Still. Chris and I are best friends. We go to a lot of movies and theater together. We love our family dinners, card games and conversations about the kids. But he has been thoroughly obsessed with his new translation of Turgenev’s A Month in the Country which will open in January ’15 at the Classic Stage Company. (The cast will include — name dropping alert — Peter Dinklage and Taylor Schilling.)
I cannot begin to say how important and meaningful life is for my husband because of his amazing talent and creativity. And steadiness. Despite his limitations (read Parkinson’s Disease), he still makes a huge contribution to the theater community.
My fine art.
I have not been making short films or fine art lately. I may go back to my collage class at Art Students League. I love getting my fingers dirty with paint.
My spiritual life.
At times, I doubt God exists. The randomness of illness and war is just too senseless. I try to act as if. I try to believe that I am not alone. I am a part of a bigger picture.

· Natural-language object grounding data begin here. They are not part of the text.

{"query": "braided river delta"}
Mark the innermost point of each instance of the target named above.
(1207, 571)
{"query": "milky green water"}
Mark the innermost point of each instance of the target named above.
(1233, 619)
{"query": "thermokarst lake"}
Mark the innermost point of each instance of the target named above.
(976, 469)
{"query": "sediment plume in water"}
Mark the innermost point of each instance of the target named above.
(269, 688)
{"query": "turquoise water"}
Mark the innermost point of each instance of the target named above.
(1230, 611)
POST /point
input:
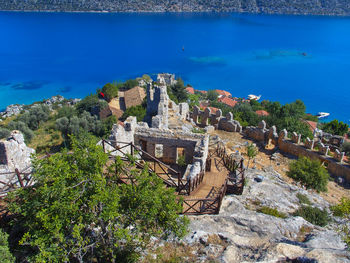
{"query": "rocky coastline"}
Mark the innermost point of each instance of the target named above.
(297, 7)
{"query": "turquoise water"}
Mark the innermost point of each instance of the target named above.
(44, 54)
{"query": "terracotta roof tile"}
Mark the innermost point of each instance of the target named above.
(228, 101)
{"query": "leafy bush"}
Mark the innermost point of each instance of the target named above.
(78, 213)
(310, 173)
(303, 199)
(5, 254)
(314, 215)
(342, 209)
(271, 211)
(346, 148)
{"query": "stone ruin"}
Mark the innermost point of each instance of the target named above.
(14, 154)
(206, 118)
(159, 105)
(165, 144)
(166, 79)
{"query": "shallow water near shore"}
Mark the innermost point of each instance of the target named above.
(283, 58)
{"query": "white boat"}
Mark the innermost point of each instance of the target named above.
(322, 114)
(254, 97)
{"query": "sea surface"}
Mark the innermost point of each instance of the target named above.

But I have big questions, Why Gaza? Why Ferguson? Why the beheadings of journalists? We are all humans. We would love each other if we sat down and shared a meal together. Instead, we’re bombing the shit out of each other. It’s too much.
I’m so sick of our countries spending billions to guard borders. I believe in social justice, the kind I’ve learned about in places like the United Methodist Church. We have to build bridges, not walls. We have to open doors of understanding. We have to talk less and listen more.